School of Medical Laboratory, Weifang Medical University, Weifang, China.
Respiratory Medicine, Affiliated Hospital of Weifang Medical University, Weifang, China.
J Cell Mol Med. 2023 Sep;27(17):2482-2494. doi: 10.1111/jcmm.17836. Epub 2023 Jul 6.
Around the world, tuberculosis (TB) remains one of the most common causes of morbidity and mortality. The molecular mechanism of Mycobacterium tuberculosis (Mtb) infection is still unclear. Extracellular vesicles (EVs) play a key role in the onset and progression of many disease states and can serve as effective biomarkers or therapeutic targets for the identification and treatment of TB patients. We analysed the expression profile to better clarify the EVs characteristics of TB and explored potential diagnostic markers to distinguish TB from healthy control (HC). Twenty EVs-related differentially expressed genes (DEGs) were identified, and 17 EVs-related DEGs were up-regulated and three DEGs were down-regulated in TB samples, which were related to immune cells. Using machine learning, a nine EVs-related gene signature was identified and two EVs-related subclusters were defined. The single-cell RNA sequence (scRNA-seq) analysis further confirmed that these hub genes might play important roles in TB pathogenesis. The nine EVs-related hub genes had excellent diagnostic values and accurately estimated TB progression. TB's high-risk group had significantly enriched immune-related pathways, and there were substantial variations in immunity across different groups.
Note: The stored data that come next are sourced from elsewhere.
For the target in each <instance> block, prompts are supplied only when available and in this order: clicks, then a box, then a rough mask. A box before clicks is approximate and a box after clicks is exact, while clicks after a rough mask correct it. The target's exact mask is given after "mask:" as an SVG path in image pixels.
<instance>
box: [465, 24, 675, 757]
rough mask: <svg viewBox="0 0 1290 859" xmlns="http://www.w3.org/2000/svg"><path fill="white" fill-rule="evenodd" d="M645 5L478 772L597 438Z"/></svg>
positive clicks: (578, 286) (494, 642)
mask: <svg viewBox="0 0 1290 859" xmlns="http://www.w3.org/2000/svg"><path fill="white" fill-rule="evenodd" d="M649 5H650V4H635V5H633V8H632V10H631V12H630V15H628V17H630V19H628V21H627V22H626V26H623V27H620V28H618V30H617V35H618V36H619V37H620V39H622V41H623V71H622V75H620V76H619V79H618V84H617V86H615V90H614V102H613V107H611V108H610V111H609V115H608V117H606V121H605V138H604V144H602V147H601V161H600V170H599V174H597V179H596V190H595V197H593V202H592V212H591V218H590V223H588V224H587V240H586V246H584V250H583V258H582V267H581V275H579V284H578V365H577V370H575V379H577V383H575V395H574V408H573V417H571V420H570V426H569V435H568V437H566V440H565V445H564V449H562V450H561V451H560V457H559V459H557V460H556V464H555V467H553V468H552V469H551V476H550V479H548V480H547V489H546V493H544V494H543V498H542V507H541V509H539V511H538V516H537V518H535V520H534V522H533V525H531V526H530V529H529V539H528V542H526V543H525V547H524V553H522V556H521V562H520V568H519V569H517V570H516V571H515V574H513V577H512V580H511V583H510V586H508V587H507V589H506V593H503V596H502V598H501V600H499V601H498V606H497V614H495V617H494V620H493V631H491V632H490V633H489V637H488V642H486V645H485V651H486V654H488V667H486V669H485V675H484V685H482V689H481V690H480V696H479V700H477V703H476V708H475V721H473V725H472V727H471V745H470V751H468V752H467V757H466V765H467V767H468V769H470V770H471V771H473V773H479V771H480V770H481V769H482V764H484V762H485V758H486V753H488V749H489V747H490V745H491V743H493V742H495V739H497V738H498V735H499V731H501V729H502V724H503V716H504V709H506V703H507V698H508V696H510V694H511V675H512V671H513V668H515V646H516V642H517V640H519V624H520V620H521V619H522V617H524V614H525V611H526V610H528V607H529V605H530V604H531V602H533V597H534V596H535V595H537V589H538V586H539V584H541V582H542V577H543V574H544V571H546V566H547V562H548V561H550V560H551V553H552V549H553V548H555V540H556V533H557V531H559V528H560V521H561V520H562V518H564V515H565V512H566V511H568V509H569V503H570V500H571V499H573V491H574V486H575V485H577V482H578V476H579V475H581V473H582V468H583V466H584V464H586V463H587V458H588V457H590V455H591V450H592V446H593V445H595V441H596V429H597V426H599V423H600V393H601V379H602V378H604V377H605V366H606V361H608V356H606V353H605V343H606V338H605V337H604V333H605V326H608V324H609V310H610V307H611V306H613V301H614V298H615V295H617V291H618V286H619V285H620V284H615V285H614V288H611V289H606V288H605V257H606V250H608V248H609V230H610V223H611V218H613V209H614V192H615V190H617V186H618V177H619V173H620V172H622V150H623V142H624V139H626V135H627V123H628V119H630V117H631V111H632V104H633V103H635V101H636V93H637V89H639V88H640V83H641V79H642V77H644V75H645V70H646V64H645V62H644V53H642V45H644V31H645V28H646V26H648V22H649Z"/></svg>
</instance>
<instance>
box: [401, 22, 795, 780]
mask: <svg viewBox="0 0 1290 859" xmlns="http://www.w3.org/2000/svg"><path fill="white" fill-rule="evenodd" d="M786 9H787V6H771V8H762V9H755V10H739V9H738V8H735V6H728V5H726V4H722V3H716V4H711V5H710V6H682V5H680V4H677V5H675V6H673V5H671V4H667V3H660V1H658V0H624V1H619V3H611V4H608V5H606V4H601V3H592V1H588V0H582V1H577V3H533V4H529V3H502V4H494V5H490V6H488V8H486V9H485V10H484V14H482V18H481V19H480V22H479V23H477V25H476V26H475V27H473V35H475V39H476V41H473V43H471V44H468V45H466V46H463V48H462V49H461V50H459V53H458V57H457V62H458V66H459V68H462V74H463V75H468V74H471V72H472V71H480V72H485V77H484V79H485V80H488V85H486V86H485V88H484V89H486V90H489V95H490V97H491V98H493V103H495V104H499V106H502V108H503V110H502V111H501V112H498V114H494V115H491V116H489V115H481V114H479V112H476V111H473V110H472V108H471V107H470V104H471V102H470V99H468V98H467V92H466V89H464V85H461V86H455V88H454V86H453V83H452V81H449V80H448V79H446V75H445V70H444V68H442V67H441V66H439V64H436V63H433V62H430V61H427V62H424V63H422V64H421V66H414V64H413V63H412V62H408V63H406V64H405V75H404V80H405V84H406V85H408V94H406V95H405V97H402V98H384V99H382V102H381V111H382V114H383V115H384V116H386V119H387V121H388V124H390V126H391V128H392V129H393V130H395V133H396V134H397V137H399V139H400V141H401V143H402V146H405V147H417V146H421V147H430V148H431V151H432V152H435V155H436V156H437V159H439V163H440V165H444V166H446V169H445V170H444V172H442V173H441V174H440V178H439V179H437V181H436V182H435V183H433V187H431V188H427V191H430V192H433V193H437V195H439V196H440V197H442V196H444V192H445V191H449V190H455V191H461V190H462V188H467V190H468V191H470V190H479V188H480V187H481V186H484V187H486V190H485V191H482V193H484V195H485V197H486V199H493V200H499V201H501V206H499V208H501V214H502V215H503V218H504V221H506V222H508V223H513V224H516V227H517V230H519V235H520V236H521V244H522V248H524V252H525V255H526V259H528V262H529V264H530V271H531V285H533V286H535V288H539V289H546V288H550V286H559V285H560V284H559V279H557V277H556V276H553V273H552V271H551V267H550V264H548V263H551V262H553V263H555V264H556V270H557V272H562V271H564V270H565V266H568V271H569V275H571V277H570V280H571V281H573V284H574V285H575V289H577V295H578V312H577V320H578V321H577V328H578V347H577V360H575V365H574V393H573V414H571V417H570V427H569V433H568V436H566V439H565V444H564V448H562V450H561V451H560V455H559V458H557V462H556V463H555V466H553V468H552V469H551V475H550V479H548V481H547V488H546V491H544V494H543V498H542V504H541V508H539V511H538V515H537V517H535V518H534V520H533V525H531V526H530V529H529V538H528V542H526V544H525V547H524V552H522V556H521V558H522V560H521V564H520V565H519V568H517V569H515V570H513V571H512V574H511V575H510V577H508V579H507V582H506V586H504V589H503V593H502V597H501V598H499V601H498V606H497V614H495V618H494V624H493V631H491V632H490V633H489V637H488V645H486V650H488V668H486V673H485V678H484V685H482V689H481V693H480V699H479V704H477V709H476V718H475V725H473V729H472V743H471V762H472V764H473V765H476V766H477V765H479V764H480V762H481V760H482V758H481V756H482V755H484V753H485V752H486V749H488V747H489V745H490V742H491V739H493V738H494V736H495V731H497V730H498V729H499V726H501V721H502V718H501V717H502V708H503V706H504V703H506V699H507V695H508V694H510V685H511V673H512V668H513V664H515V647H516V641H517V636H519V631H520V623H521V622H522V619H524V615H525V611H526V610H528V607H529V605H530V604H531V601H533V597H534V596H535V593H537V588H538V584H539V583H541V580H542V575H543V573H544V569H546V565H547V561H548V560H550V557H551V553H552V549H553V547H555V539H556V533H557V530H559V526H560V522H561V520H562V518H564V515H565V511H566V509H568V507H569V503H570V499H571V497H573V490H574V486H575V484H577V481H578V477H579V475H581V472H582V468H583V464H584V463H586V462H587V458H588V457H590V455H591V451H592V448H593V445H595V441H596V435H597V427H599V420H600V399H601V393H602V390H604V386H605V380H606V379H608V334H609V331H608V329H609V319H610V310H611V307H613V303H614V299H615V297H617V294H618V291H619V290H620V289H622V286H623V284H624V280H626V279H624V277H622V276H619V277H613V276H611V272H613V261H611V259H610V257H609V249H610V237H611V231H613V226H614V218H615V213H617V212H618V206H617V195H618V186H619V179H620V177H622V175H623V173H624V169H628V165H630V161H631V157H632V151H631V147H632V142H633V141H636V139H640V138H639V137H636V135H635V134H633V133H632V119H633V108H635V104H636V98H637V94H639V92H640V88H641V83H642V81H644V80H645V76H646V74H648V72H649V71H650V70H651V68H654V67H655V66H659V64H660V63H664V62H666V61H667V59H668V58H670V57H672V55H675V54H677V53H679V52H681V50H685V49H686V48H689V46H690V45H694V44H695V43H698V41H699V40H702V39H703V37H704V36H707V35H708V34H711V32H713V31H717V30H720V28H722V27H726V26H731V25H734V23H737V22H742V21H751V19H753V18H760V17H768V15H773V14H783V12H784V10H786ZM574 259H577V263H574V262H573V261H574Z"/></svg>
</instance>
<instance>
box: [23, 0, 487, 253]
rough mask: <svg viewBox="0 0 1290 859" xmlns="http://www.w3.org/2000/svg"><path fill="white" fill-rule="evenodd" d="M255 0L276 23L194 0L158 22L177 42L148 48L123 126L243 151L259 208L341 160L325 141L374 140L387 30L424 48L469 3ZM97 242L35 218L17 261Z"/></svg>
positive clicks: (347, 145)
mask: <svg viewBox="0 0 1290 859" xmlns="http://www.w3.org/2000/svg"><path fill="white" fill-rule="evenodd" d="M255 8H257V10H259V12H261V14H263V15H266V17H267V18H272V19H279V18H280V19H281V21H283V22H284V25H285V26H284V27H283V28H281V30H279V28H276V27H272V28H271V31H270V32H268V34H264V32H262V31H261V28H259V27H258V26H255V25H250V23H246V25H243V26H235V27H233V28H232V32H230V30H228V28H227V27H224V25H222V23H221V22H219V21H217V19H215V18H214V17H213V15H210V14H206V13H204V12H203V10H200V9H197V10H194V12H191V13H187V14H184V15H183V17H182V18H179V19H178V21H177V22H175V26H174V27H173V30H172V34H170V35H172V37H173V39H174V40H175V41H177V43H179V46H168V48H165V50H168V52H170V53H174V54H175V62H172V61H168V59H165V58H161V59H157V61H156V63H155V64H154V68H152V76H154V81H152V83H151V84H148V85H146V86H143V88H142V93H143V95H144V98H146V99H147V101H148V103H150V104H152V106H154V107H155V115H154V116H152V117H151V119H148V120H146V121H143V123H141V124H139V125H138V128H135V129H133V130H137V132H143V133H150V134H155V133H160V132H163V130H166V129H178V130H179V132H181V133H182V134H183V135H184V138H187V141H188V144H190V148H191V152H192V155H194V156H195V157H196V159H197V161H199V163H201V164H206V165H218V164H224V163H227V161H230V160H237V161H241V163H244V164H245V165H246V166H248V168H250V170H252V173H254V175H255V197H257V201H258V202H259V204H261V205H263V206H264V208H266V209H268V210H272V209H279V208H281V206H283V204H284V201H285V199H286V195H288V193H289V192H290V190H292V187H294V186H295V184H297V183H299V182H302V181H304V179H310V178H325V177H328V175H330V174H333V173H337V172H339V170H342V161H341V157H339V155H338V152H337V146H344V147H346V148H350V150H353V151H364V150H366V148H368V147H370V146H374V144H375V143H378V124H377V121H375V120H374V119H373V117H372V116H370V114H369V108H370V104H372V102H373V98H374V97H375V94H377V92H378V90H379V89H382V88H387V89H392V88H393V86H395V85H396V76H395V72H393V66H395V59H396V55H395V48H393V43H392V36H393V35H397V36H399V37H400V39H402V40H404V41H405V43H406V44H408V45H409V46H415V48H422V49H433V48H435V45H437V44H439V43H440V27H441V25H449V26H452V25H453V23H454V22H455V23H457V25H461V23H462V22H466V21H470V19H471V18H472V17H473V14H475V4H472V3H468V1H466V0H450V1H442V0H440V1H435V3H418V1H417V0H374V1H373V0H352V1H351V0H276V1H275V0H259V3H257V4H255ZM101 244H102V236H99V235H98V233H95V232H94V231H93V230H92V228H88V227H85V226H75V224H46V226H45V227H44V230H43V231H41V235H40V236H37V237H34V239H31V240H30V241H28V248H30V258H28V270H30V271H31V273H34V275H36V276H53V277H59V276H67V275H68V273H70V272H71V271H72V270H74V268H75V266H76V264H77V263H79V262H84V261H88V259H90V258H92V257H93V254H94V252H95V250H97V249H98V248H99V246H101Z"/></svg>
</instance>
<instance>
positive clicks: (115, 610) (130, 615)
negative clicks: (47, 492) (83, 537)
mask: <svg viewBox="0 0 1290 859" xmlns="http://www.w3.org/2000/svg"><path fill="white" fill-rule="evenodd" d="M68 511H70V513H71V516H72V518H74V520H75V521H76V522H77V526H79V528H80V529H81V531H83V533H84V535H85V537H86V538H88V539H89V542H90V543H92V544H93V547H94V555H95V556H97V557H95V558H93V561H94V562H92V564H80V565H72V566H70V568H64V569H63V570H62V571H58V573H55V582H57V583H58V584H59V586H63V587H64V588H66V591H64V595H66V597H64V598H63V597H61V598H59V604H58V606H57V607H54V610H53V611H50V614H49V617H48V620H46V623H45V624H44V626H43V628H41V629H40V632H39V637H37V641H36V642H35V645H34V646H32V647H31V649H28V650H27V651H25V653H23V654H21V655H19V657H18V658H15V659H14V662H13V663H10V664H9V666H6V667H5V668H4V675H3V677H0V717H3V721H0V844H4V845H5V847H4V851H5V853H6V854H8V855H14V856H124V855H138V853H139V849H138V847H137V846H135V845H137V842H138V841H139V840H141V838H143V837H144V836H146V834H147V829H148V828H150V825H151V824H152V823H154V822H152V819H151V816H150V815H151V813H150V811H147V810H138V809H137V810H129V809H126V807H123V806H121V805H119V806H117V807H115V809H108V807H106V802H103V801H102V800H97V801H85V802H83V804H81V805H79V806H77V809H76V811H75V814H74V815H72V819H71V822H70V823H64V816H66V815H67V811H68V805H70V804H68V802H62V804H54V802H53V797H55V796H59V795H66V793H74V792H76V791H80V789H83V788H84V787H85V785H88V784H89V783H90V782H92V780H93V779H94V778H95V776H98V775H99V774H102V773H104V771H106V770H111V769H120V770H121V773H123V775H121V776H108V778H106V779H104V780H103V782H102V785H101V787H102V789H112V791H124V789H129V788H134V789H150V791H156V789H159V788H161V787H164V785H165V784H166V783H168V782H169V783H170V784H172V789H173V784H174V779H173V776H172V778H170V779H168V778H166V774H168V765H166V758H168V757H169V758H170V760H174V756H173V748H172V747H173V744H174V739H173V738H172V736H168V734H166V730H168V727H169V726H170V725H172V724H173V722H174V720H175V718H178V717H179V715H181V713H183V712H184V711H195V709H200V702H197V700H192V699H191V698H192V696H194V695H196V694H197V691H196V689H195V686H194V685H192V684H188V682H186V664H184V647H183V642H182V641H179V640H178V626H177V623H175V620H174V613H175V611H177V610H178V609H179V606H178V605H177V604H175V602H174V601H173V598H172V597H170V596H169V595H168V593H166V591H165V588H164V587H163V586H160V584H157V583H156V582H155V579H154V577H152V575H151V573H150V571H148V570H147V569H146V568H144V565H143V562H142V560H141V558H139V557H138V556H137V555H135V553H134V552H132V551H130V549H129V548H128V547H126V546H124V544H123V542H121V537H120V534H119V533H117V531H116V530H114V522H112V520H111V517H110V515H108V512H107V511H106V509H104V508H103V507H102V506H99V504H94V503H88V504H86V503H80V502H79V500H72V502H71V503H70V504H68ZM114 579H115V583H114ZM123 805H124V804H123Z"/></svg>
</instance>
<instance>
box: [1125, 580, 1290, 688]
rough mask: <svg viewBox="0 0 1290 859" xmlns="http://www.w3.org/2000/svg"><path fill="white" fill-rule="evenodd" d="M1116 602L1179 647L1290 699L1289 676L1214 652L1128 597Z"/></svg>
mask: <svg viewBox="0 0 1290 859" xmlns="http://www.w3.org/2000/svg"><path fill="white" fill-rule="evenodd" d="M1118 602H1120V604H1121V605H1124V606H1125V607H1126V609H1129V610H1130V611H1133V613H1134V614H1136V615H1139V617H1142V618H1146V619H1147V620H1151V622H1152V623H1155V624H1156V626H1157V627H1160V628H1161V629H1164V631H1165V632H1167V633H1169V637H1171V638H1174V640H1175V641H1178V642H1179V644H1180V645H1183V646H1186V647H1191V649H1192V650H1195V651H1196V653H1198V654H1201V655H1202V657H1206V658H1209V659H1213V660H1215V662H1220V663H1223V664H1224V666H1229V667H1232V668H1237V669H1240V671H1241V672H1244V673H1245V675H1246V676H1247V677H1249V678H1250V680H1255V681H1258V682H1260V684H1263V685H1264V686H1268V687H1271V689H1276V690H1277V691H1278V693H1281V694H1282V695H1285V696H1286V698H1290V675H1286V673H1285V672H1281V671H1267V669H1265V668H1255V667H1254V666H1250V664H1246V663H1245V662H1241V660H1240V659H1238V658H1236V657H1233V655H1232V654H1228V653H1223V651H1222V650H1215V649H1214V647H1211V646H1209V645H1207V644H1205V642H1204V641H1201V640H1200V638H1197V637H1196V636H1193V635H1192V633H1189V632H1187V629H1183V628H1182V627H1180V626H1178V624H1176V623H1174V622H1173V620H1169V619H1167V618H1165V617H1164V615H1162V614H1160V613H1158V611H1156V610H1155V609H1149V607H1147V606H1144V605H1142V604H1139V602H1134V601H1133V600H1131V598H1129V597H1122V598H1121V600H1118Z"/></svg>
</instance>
Furthermore, five potential drugs were predicted for TB using CMap database. Based on the EVs-related gene signature, the TB risk model was established through a comprehensive analysis of different EV patterns, which can accurately predict TB. These genes could be used as novel biomarkers to distinguish TB from HC. These findings lay the foundation for further research and design of new therapeutic interventions aimed at treating this deadly infectious disease.
在全球范围内,结核病(TB)仍然是发病率和死亡率最高的疾病之一。分枝杆菌(Mtb)感染的分子机制仍不清楚。细胞外囊泡(EVs)在许多疾病状态的发生和进展中起着关键作用,可作为鉴定和治疗结核病患者的有效生物标志物或治疗靶点。我们分析了表达谱,以更好地阐明 TB 的 EVs 特征,并探索潜在的诊断标志物,以区分 TB 与健康对照(HC)。鉴定出 20 个与 EVs 相关的差异表达基因(DEGs),其中 17 个与 EVs 相关的 DEGs 在 TB 样本中上调,3 个 DEGs 下调,这些基因与免疫细胞有关。使用机器学习,确定了一个由 9 个 EVs 相关基因组成的特征,并定义了两个 EVs 相关亚群。单细胞 RNA 序列(scRNA-seq)分析进一步证实,这些枢纽基因可能在结核病发病机制中发挥重要作用。这 9 个与 EVs 相关的枢纽基因具有出色的诊断价值,能够准确估计结核病的进展。TB 的高危组具有明显富集的免疫相关途径,不同组之间的免疫存在显著差异。此外,使用 CMap 数据库预测了五种针对 TB 的潜在药物。基于 EVs 相关基因特征,通过对不同 EV 模式的综合分析,建立了 TB 风险模型,该模型可以准确预测 TB。这些基因可作为区分 TB 与 HC 的新型生物标志物。这些发现为进一步研究和设计旨在治疗这种致命传染病的新治疗干预措施奠定了基础。